Make email better
This month’s Digital Digest went out this week. It’s just under a year now since we’ve been using the Newsweaver system and we are really happy with it. It was especially useful while we were organising Congress as we had different groups involved in different ways: speakers, shortlistees, demonstrators and, of course, delegates. It really helped smooth some of the processes of communicating important information about Congress.
So it is with dismay that I read in my Campaign Monitor ezine (and about 2 seconds later in an email from IIA Member Pixel Design – thank you very much!) that Microsoft are planning to go ahead with their plan to use “the crippled Word rendering engine to display HTML emails in Outlook 2010″ as Campaign Monitor and The Email Standards Project put it.
I think Microsoft are doing lots of great things and I love and use some of their products regularly and happily. But I also love my ezines. I’ve been writing ezines for about eight years now and trying to keep up to speed on what works and what doesn’t in email. I know that many of the beautiful email newsletters that we see today came about from painstaking developing and care for cross platform/ browser/ email client compatibility.

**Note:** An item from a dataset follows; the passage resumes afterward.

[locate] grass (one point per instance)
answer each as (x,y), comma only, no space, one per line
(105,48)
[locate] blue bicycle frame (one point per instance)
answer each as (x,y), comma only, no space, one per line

Email marketing can be really effective but it has to be able to relate visually to everything else a company produces online. It must reinforce that relationship so that even if a subscriber signed up on your site a week, a month or more previously, they will instantly recognise your brand and style in their inbox no matter what email client they use. You can read another interesting perspective on this issue on Long Zheng’s Blog who points out that while Outlook 2010 may have problems there are other email clients that are equally questionable when it comes to HTML rendering. If you do any sort of communication with your clients via email you should care about this issue and if you use Twitter you should add your voice to the campaign at fixoutlook.org
And if you aren’t emailing your clients em… right. I don’t know what to say to you. Try this for starters maybe?
UPDATE: 29/06/2009 (Thanks to @denisecox) Microsoft respond to the FixOutlook.org Campaign and the Email Standards Project respond.